Right now the only significant effort to enact net neutrality protections in Congress is a partisan Congressional Review Act resolution pending in the House of Representatives. But that CRA is deeply flawed. It represents an extremist hyper-regulatory approach that would make matters worse, not one that would secure widely accepted net neutrality principles.
 
More specifically, the current CRA would enact divisive, stifling rules that go far beyond net neutrality and instead put the Federal Communications Commission in charge of prices, deployment, service options and more. That constitutes a maximalist government-first approach to broadband that has already proven to drive away private investment and set back critical efforts to build new and faster networks, wire rural communities and close the digital divide. As just one alarming illustration, one study found the current CRA’s flawed approach to net neutrality would deter about $30 billion a year in new investment.
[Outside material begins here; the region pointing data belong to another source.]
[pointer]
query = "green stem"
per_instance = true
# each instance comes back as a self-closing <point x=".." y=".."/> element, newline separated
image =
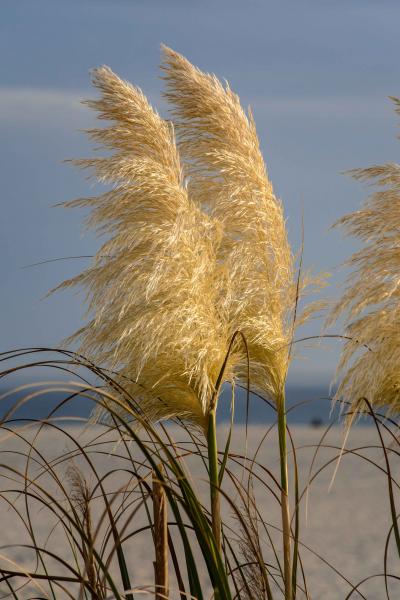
<point x="213" y="474"/>
<point x="281" y="408"/>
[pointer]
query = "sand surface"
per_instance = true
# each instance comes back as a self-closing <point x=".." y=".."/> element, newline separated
<point x="346" y="524"/>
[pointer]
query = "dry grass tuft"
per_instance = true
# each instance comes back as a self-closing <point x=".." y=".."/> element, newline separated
<point x="369" y="365"/>
<point x="229" y="180"/>
<point x="196" y="252"/>
<point x="152" y="286"/>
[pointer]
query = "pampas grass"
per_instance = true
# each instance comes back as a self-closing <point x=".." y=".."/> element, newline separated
<point x="369" y="365"/>
<point x="152" y="287"/>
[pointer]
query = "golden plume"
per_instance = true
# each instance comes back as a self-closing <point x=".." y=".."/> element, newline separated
<point x="228" y="179"/>
<point x="370" y="361"/>
<point x="152" y="287"/>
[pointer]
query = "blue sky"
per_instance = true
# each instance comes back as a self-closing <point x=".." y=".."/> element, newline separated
<point x="316" y="73"/>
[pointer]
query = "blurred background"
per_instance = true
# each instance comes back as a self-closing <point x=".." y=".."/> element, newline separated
<point x="316" y="73"/>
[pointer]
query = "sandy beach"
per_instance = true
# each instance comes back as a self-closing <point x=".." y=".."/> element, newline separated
<point x="345" y="523"/>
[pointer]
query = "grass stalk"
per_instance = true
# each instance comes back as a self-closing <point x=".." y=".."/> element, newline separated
<point x="160" y="539"/>
<point x="281" y="410"/>
<point x="214" y="477"/>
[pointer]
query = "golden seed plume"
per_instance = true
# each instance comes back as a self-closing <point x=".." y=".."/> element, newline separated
<point x="370" y="361"/>
<point x="228" y="180"/>
<point x="151" y="288"/>
<point x="192" y="255"/>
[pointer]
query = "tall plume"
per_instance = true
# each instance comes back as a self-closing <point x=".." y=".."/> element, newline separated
<point x="151" y="289"/>
<point x="369" y="365"/>
<point x="228" y="180"/>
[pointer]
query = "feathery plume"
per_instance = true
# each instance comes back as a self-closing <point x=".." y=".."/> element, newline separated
<point x="151" y="290"/>
<point x="369" y="365"/>
<point x="228" y="180"/>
Making matters worse, the narrow path to net neutrality reflected in the current CRA’s approach is also defectively incomplete. It wholly exempts tech platforms like Facebook, Google and Twitter — leaving them free to discriminate or censor viewpoints, or use their market leverage over major channels of the internet to discriminate against competitors. There is significant agreement that a cable or telecom company should not leverage its control over broadband to put their competitors at a disadvantage in the marketplace, but nor should Google or Facebook use their control over search and social media to harm their competitors.
 
Tellingly, Democratic leaders admit that their CRA is not designed to pass. Rather, it amounts to a message bill designed to rile up millennial voters and drive them to the polls. A recent headline captured that cynicism perfectly: “Democrats launch net neutrality fight to energize midterm voters.” But thoughtful swing voters are savvy enough to reject that kind of gamesmanship. They don’t want posturing and finger pointing, they want solutions and forward movement.
 
And that creates a strategic opening for more centrist Republicans willing to step up with a real solution on net neutrality — a comprehensive bill that delivers a permanent legislative fix instead of a cynical CRA that simply highlights ongoing divisions to keep the political left’s fight alive.
 
Achieving a real solution would also allow moderate Republicans in Congress to put Democrats who claim to support net neutrality on the spot. Do they want strong action to permanently protect the internet, or will they trade this opportunity for progress in favor of a cudgel to use against Republicans and “energize” their leftist base?